6. The Roman Martyrology edited by Canon J. B. O’Connell. I’ve written elsewhere and at length on the import of The Roman Martyrology. Suffice to say that this particular book holds pride of place as it is the official church document on the Apostles, Martyrs, Confessors, Virgins, and Holy Men and Women (along with the Holy Family, naturally!), and it is still read at Prime (the second morning “hour” of prayer in the Extraordinary Form of The Divine Office). Arranged according to the Church Calendar, it begins with the words: “A Martyrology is a book of the anniversaries of the martyrs and other saints, and of the mysteries and events that are commemorated yearly in the Church.” Composed in an incomparable Baroque—at times even Rococo—prose-style that leaves absolutely nothing to the imagination when it comes to the suffering of the saints, it is a must for anyone wanting to understand the mystery of suffering for the True Faith.

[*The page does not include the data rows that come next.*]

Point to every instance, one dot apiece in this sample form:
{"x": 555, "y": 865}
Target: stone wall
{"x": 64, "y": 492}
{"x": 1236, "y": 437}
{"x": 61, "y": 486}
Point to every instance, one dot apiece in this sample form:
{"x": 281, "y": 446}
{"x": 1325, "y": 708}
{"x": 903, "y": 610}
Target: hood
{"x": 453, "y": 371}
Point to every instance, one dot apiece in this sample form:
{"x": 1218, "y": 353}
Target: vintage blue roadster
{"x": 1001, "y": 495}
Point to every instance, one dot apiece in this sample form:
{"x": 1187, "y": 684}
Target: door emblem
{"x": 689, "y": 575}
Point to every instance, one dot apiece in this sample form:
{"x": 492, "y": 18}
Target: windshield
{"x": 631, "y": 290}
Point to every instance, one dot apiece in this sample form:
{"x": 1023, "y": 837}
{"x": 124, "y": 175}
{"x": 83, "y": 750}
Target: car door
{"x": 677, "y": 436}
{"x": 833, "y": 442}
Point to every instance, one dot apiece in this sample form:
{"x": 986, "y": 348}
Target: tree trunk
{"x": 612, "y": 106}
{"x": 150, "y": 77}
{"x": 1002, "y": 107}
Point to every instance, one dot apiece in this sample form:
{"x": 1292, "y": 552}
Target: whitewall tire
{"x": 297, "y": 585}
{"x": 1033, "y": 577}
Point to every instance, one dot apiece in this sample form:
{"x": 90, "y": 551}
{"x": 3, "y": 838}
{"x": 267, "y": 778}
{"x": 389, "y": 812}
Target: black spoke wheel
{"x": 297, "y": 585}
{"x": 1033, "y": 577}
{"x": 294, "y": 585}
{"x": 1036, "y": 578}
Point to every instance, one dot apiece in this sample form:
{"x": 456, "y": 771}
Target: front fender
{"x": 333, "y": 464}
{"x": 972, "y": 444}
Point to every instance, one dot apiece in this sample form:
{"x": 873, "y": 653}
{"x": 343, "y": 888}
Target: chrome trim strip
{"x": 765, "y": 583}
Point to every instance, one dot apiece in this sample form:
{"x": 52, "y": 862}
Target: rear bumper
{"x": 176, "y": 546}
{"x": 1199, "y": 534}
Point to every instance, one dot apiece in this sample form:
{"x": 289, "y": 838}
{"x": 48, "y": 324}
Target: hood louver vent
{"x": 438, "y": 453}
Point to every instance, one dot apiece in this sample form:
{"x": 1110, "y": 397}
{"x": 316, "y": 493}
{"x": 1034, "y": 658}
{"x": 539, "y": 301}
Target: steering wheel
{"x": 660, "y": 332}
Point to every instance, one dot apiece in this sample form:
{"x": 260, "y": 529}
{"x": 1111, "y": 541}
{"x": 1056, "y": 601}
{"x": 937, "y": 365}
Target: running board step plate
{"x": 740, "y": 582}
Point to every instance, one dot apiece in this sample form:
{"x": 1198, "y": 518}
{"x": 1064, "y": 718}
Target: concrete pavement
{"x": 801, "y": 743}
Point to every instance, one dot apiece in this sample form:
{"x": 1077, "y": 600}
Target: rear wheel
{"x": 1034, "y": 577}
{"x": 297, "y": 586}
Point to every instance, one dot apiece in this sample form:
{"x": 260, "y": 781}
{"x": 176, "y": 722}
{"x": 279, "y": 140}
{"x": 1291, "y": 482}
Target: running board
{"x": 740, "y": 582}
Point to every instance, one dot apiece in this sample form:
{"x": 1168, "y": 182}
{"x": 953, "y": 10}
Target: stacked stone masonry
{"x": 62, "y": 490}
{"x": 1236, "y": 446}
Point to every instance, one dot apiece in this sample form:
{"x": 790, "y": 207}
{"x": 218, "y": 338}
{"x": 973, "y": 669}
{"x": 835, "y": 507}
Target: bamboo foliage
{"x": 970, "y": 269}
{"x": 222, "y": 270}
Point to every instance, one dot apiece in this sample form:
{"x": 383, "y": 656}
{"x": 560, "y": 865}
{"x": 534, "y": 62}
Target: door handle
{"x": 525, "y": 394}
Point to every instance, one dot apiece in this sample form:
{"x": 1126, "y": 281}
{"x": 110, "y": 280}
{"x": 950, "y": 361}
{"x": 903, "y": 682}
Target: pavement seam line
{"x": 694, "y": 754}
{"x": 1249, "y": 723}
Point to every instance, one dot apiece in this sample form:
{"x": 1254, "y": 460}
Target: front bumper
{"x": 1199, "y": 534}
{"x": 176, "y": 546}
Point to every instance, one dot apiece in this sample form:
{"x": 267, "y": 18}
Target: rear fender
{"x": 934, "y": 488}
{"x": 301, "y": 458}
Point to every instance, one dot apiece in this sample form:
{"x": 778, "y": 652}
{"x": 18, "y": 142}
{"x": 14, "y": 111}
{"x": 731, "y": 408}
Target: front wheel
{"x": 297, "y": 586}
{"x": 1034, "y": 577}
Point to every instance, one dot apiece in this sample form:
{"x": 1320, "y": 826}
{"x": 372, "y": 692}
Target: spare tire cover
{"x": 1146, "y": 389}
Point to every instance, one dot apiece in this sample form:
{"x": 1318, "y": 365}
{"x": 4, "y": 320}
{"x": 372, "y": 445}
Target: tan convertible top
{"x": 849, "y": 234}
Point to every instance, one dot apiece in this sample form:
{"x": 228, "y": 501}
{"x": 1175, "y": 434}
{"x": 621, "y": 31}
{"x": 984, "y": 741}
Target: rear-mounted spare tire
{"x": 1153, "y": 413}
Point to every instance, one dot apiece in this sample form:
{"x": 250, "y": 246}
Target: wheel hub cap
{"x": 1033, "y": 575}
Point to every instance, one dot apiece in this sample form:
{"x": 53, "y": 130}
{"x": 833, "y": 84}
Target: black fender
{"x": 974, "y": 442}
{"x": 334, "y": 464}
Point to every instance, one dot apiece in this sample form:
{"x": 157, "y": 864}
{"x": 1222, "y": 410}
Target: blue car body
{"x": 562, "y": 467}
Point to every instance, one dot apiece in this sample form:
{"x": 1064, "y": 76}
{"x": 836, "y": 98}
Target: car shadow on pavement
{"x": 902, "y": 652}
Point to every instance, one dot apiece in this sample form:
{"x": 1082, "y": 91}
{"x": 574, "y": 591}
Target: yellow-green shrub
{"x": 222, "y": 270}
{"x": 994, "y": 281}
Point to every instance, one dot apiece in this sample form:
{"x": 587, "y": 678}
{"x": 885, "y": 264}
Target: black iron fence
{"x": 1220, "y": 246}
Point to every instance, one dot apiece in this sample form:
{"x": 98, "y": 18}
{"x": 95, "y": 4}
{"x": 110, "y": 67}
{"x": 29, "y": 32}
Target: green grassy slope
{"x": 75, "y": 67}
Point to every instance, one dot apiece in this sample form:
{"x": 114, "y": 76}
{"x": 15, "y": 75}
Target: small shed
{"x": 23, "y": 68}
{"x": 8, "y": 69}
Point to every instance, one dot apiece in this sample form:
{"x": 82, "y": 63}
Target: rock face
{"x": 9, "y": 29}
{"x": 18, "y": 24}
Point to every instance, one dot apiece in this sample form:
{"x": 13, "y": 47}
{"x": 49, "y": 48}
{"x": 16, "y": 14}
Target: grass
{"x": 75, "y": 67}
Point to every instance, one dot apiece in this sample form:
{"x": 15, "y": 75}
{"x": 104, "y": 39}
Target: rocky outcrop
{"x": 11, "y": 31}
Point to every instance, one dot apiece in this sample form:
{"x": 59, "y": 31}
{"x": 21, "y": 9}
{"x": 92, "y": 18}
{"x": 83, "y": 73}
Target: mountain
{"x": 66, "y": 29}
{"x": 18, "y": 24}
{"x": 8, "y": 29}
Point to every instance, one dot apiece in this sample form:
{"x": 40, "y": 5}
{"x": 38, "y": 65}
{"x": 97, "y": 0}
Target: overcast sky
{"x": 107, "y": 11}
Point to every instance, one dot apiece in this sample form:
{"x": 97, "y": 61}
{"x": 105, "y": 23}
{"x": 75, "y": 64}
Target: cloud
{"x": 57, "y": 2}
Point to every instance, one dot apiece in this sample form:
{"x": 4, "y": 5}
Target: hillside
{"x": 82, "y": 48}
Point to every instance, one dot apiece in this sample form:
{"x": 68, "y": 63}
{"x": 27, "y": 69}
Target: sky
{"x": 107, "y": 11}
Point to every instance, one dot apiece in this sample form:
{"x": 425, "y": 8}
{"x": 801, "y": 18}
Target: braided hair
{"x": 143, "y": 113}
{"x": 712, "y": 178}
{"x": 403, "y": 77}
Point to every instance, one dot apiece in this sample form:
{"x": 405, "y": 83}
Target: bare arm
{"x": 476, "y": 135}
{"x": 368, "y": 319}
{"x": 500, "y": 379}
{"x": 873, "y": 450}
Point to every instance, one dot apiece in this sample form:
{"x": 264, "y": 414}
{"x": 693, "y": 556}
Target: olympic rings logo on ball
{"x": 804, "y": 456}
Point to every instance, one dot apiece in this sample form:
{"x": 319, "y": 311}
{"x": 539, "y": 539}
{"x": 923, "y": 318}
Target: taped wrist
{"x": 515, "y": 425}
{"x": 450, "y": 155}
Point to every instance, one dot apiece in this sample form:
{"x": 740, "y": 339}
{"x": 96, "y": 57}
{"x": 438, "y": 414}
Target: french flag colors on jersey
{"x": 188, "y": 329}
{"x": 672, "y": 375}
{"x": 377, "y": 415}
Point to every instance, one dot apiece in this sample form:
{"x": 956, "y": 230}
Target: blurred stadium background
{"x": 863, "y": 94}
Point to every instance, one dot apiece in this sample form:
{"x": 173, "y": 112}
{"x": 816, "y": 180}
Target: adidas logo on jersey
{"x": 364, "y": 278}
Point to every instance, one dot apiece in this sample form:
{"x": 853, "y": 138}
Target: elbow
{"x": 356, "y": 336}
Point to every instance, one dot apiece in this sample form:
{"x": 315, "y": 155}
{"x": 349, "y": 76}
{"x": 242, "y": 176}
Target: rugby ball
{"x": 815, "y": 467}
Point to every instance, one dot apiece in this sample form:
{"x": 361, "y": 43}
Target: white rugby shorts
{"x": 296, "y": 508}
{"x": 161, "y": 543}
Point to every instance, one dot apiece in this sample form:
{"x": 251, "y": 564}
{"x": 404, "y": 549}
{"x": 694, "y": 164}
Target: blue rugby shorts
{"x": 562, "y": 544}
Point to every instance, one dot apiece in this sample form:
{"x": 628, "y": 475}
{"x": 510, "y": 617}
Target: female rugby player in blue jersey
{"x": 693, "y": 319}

7. Warriors of God: The Great Religious Orders and Their Founders by Walter Nigg. One of my top-10 favorite books of all time, period. Walter Nigg—a German Protestant—produced an outstanding volume on eleven of the most seminal saints in the history of the Latin Church—not all of whom you’d immediately expect: St. Anthony [of the desert], Saint Pachomius, St. Basil, St. Augustine, St. Benedict, St. Bruno, St. Bernard, St. Francis, St. Dominic, St. Theresa, and St. Ignatius of Loyola. Nigg puts the saints in the context of their place and times—and then explains why they are important not just as individuals, but as institutions themselves, and ultimately founders of Religious Institutions. One could wonder aloud “Where is St. Norbert and the Premonstratensians?” or “What about St. Anthony Maria Zaccaria and the Barnabites?,” but part of the charm of this tome is the author’s argument for who he included (he does not claim to be a completist). Contains some stunning full-page black-and-white photographic plates, too.
8. Saints and Sinners: A History of the Popes by Eamon Duffy. So many popes have been saints—especially in the early Church—that a good narrative on sainthood-in-the-papacy is always in order. Of the many books out there on the subject, I prefer Duffy’s Saints and Sinners, mainly because he writes good, clean, clear historical prose without over-embellishment or grinding an ax. Further, the book was conceived not as a “reference work” (as are most of the ones in the list above), but as a continuous narrative of the papacy and the men—both saint (like St. Peter himself) and sinner (like the notorious Borgia, Pope Alexander VI) alike. While there was a lull in pope-saints—from St. Pius V (in 1572) to St. Pius X (in 1914!) where no pope was raised to the altars, the 20th century has produced Sts. John XXIII, John Paul II, Blessed Paul VI (who will be canonized this fall), along with Venerable Servants of God Pius XII, and John Paul I. One may not agree with every word Duffy writes, but no one can accuse him of not being even-handed, erudite, and an excellent hagiographer and historian.
9. The Desert Fathers: Sayings of the Early Christian Monks, edited by Benedicta Ward. Technically, this isn’t a book about saints and their lives, per se, but about the early “Desert Fathers” (St. Anthony, St. Pachomius, St. Basil, et. al.) and the nuggets of wisdom they chunked out after spending years—sometimes decades—of an ascetic life in the desert. The English text is based on the venerable De Vitis Patrum, sive Verba Seniorum, Liber V. by Pelagius and John. And instead of being arranged by author—Sts. Jerome, Athanasius, John Cassian, Simon Stylites and the rest—it is broken up by subject matter, namely: “Progress in Perfection,” “Nothing For Show,” “Self-Control” and of course “Unceasing Prayer,” along with 14 other chapters. Edited and translated by Benedicta Ward—a “Sister of the Love of God” (an Anglican religious community)—her work clears up a lot of the arcane original without losing the fervor of the initial flavor.
10. The Golden Legend: Readings on The Saints: edited by Eamon Duffy (see Saints and Sinners, above) I’ve written at length on this book, too. In good news, Duffy has taken a one-of-a-kind classic, putatively by Blessed Jacobus de Voragine, and fashioned it into a one-volume text. In not so great news: the book is over 800 pages long with print so small one practically needs a magnifying glass to read it! No matter: for over 400 years The Golden Legend was the source of all things hagiographical and reading it puts any number of paintings, mosaics, statues, and/or frescoes of saints into perspective and, more importantly, understanding.